Atheromatous plaques
Echographic imaging
Carotid arteries
Risk factors
Peripheral vascular disease

INTRODUCTION

Atherosclerosis is a progressive disease characterized by the accumulation of lipids and fibrous elements in arterial walls. One of the most widespread clinical techniques for its assessment is vascular ultrasound examination. This typically consists of the acquisition of B mode ultrasound images of the main arteries in order to look for lesions. It has been shown that the presence of carotid plaques in asymptomatic patients has a positive predictive power of cardiovascular risk greater than that provided by other non-invasive measurements, such as the thickness of the intima-media, the pulse wave velocity or endothelial function.1

The development of atheromatous plaques can be divided into 2 stages; initiation and progression. The risk factors that condition the appearance of these plaques in a patient can be studied, and once a lesion has been detected, the study of its progress can help predict the vulnerability of the patient.2 This vulnerability refers to the probability of the plaque rupturing and the risk of the patient suffering an important cardiovascular event. The factors identified that condition such ruptures include size3,4 (degree of stenosis), the cholesterol concentration,5 and traditional risk factors such as sex, age and smoking.6-8 An additional challenge is to be able to estimate the vulnerability of the lesion early, thus providing information that might help in taking decisions in cases of atherectomy4,9 and prosthetic implantations.10

A number of qualitative methods were initially proposed to characterize atheromatous plaques, but their reproducibility was not always very good.11-13 Quantitative methods then became available which tried to reduce observer dependence.14,15 The traditional technique in this area proposed the calculation of the gray scale median (GSM) of all the pixels represented in a plaque. It is relatively well accepted that dark, homogeneous plaques are an indication of the presence of lipids and therefore that the lesion is vulnerable. Brighter plaques are associated with the presence of calcium, which helps to stabilize them and reduce their vulnerability.16-18 These observations have been verified in symptomatic patients19 and have been compared with histopathological findings.20-22 Factors such as the gain of the ultrasound scan, the image quality, the cut plane of the projection in 2D, and the arbitrariness of the plaque boundaries have all been identified as sources of methodological variation.14,15

The traditional method averages the composition of the atheromatous plaque, such that a single echolucency value is provided. This method does not, therefore, take into account regional variations. Nonetheless, these lesions are generally heterogeneous, and patterns related to the presence of internal hemorrhaging23 or lipid nuclei along with fine but denser surface layers might be associated with high vulnerability.3,16

The aim of the present work was to assess a new strategy for evaluating the composition of atheromatous plaques. This consists of analyzing the GSM of the plaque stratified in layers parallel to the surface. Each plaque is thus characterized by its layers via a GSM curve with respect to depth, from the lumen towards the adventitia. The reproducibility of the traditional model and the proposed "bilayer" model is discussed, along with the influence of certain risk factors on echogenicity curves.

METHODS

Study Subjects

The study subjects were 42 asymptomatic patients who were attended to at the Centre de Médicine Préventive Cardiovasculaire of the Georges Pompidou Hospital in Paris (France). All atheroma plaques were recorded by the same operator. All patients gave their signed consent to be included in the study, thus meeting the ethical requirements of the institution.

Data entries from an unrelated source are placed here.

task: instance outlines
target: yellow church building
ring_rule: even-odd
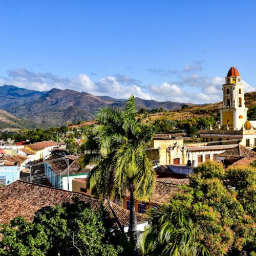
[[[228,71],[222,91],[220,124],[210,130],[201,130],[203,141],[208,145],[240,143],[247,148],[255,147],[256,121],[247,120],[244,84],[236,68]]]

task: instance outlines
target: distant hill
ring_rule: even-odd
[[[183,105],[186,104],[189,106],[195,105],[191,103],[175,102],[173,101],[157,101],[153,100],[143,99],[140,98],[135,98],[136,110],[146,109],[147,110],[152,110],[155,109],[162,108],[164,110],[174,110],[180,109]],[[118,100],[112,104],[112,105],[117,108],[122,108],[125,104],[125,101]]]
[[[0,131],[15,131],[20,129],[32,129],[38,125],[27,120],[19,118],[5,110],[0,109]]]
[[[5,85],[0,87],[0,93],[4,99],[3,109],[42,127],[75,121],[91,120],[95,117],[100,108],[111,104],[122,109],[125,101],[108,96],[96,96],[85,92],[56,88],[48,92],[38,92]],[[139,98],[136,98],[135,100],[137,110],[160,108],[165,110],[176,110],[184,104],[172,101],[160,102]]]
[[[244,95],[245,105],[250,108],[256,105],[256,92],[246,93]],[[205,104],[199,106],[192,106],[184,110],[178,110],[165,113],[155,113],[151,115],[153,122],[159,118],[166,118],[172,120],[184,120],[192,118],[208,117],[211,115],[217,115],[222,102]],[[145,120],[146,121],[146,119]]]
[[[46,92],[32,91],[13,86],[0,87],[0,109],[7,109],[37,99]]]
[[[49,126],[91,120],[99,108],[111,103],[84,92],[53,89],[36,99],[7,110],[16,116]]]

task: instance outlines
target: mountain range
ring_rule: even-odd
[[[76,120],[89,120],[95,117],[99,108],[111,105],[123,108],[125,100],[115,99],[108,96],[97,96],[85,92],[79,92],[69,89],[56,88],[49,91],[39,92],[5,84],[0,87],[0,109],[16,117],[19,120],[24,119],[25,125],[20,128],[39,126],[47,127],[59,126]],[[148,110],[163,108],[165,110],[175,110],[184,104],[191,103],[172,101],[158,102],[136,98],[136,109]],[[7,129],[9,124],[6,118],[5,127],[2,122],[0,129]],[[11,117],[10,117],[11,118]],[[10,121],[12,123],[13,121]],[[20,122],[19,121],[19,124]]]

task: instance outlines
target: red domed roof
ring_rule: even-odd
[[[238,70],[234,67],[232,67],[227,72],[227,76],[240,76],[240,75]]]

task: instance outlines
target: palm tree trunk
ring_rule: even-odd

Acquisition and Quantification of Images

Femoral and carotid arteries were visualized longitudinally using a high resolution ultrasound apparatus (Logic 9, General Electric) in B mode (transducers 9 MHz). The images were digitalized using a computer (Pentium 4, 1 GHz, 512 MB RAM (random access memory), hard disk 120 GB) equipped with a Data Translation DT3130 series data capture card (Marlboro, Maryland, USA). Image resolution was fixed at 768 ´ 576 pixels and 256 scales of gray (0=black; 255=white). Image processing and plaque quantification was performed using a Hemodyn 4M apparatus (Dinap SRL, Argentina). Image quantification was always performed by the same expert operator (GC) as follows:

- The operator moved 2 square marks (20 ´ 20 pixels), 1 red and 1 green, inside the lumen (blood reference) and over the brighter part of the artery wall (adventitia reference) (Figure 1A)

Figure 1. Bilayer method of echogenicity analysis. A: plaques were manually traced to define their contours. The 2 reference squares for the normalization of the intensity of the lumen and adventitia can be seen. B: plaques were divided into layers of 0.2 mm thickness, all parallel to the surface. The GSM was calculated for each layer and the depth curve produced. C: 3 plaques of different composition. D: Depth curves for each of the simulated plaques.

- Using the GSM of the pixels inside each square as a reference, the image was normalized so that all the pixels with a gray scale below that of the blood reference had a value of 0, and all those with a gray scale above that of the adventitia reference had a value of 255. The intermediate values were linearly adjusted.14,16 This normalization procedure compensates for the gain of the ultrasound scan and the structural differences inherent in each patient

- Via a number of clicks, the operator manually traced the boundary of the plaque, creating a polygon that enclosed it (Figure 1A). The number of pixels within this polygon was used to estimate the size of the plaque in that echographic projection. The size of each pixel was estimated using the calibration cursors of the ultrasound scan (between 102 and 140 pixels/cm for the normal level of magnification)

The analysis algorithm was then used to quantify the plaque automatically as described below:

- With respect to the position of the plaque (for or near wall), the pixels of the wall-lumen interface were identified and grouped to conform a surface curve (Figure 1B)

- For each pixel within the polygon outlined by the operator, the minimum distance to the surface curve was calculated

- After establishing layers, each 0.2 mm thick, the pixels were grouped according to their distance from the surface curve, stratifying the plaque into layers parallel to the wall-lumen interface (Figure 1B)

- For each 0.2 mm-thick layer, the GSM for all the pixels was calculated

Thus, a GSM curve was made for each plaque as a function of depth in 0.2 mm layers. The thickness of each layer was adopted as a function of the resolution of the ultrasound scan, estimated approximately as 0.1 mm. Both the traditional analysis and the bilayer analysis involved the surface 2 mm (first 10 layers); see Figures 1C and D for an example. Despite the fact that, globally, the gray scales of the 3 plaques shown are similar, only when the deep curves are studied can the plaque with a linear progression of density (plaque 1) be distinguished from that showing more opaque nuclei (plaque 2) or more dense nuclei (plaque 3). The algorithm requires a moderate computation time, but always under 5 s per plaque.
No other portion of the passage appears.